# Te and Fe manipulation. What is it?



## Satan Claus (Aug 6, 2013)

I've heard of it and I have some ideas of what they can be but what are some common examples of Te and Fe manipulation?


----------



## Octavian (Nov 24, 2013)

Te/Fe manipulation is only really prevalent when Ni is in the dominant or auxiliary slot. Extraverted Judging types are without a doubt controlling to some degree. (Don't even let the FJs tell you otherwise.) But NJ control in particular, is more oriented towards making you "choose" to do what they want you to do, as opposed to the Draconian approach more frequently seen in the SJs.

Fe focuses on social dynamics.

Te focuses on the underlying "systems" upon which things "objectively" turn.

Te specifically, doesn't manipulate "you," per se, it manipulates the environment in such a way as to "force" you into certain behaviors and actions. Using chess as an example. Te supported or lead by Ni, will make a string of moves early in the game relative to what they've intuited about you, tipping the odds in their favor early on. You initially perceive yourself as having made decent moves, perhaps even winning at some point. But as time progresses you find yourself being cornered until finally, you can see very clearly that your downfall is around the corner, but you can't really do anything about it. That moment was constructed at the start of the game.

To quote an ENTJ I grew up playing chess with "to me the best part of the game isn't beating someone abruptly without them realizing.

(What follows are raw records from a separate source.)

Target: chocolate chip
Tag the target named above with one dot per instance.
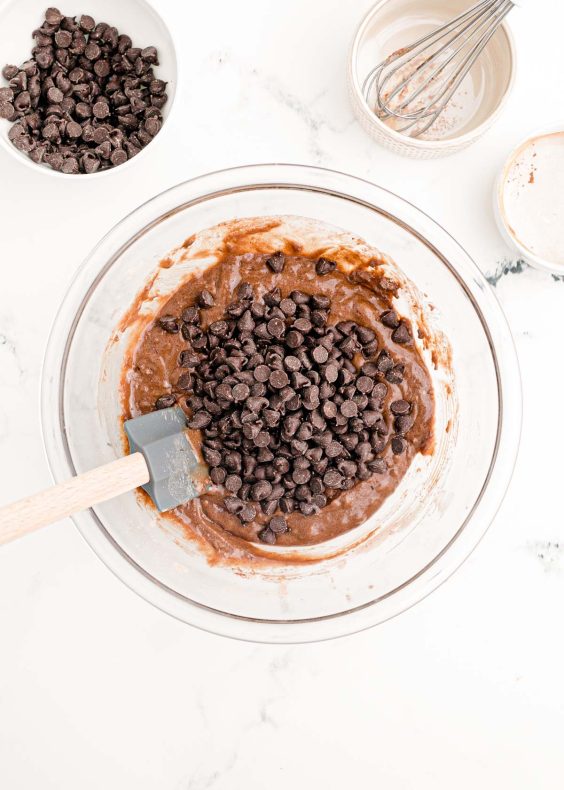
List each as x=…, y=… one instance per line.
x=400, y=407
x=276, y=327
x=402, y=334
x=76, y=72
x=169, y=324
x=241, y=392
x=233, y=483
x=200, y=420
x=266, y=535
x=320, y=354
x=278, y=525
x=184, y=382
x=278, y=379
x=399, y=445
x=276, y=262
x=165, y=401
x=294, y=339
x=248, y=513
x=349, y=409
x=332, y=479
x=395, y=375
x=390, y=319
x=325, y=266
x=404, y=423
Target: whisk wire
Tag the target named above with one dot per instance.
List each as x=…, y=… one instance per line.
x=385, y=105
x=469, y=34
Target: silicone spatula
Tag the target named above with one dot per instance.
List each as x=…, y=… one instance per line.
x=161, y=460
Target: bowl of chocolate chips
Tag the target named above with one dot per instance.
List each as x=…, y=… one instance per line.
x=83, y=93
x=347, y=377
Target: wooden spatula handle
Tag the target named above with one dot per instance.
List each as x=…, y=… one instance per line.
x=74, y=495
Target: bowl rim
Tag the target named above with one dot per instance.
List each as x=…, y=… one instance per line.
x=414, y=142
x=22, y=158
x=545, y=264
x=358, y=190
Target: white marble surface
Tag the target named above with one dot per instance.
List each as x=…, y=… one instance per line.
x=466, y=690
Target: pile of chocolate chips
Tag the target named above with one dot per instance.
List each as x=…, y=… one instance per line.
x=87, y=99
x=288, y=419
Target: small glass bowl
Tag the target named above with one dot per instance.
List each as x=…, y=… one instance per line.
x=393, y=24
x=137, y=18
x=438, y=513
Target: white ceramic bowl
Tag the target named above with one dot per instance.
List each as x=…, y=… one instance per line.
x=531, y=227
x=137, y=18
x=423, y=532
x=392, y=24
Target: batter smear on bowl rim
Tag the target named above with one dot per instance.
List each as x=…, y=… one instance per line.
x=304, y=390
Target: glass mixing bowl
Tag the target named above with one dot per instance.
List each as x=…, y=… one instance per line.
x=421, y=535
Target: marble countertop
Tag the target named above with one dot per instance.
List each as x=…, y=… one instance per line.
x=99, y=689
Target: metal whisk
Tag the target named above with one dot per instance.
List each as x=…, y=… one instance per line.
x=416, y=83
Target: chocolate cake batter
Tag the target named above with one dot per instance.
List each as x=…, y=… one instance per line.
x=362, y=296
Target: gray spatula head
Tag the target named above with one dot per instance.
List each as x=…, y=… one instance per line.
x=176, y=471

It's watching their face as they realize I'm going to win, and them realizing that it's too late for them to get out of it." That's Ni-Te/Te-Ni strategy, make the opponent beat himself, make the opponent willingly walk into premeditated traps, give them no choice but to lose. 

xNFJ manipulation is extremely fascinating though. I've dated an INFJ for a year now so the following is conjecture based on my observations of her (as well as typology shit I've studied.) Basically, she is very tuned in to her collective, the group she has gathered, the group she cares about, and her general source of harmony. Fi harmony exists independently of the group, but in the case of INFJ, even their internal harmony is dependent upon the external group dynamic. When someone disrupts the dynamic or threatens it in anyway, she turns the collective against them and pressures them into behaviors that result in a sort of equilibrium. The way she goes about doing this is not aggressive or "nasty" at all. She's pleasant, cordial, and _strategic_ the entire way through and it's almost as if the person has had a natural change of heart / reconfiguring of traits and behavior (but they didn't, she caused it.)

The above does have positive effects in that no cheating, lying, or other unethical actions take place within her collective, but it's manipulative all the same. It's apparent that she's capable of forcing a person out of the collective, and even capable of bringing an outcast into it, met with a warm reception, because she's so adept at controlling the underlying, unseen dynamic.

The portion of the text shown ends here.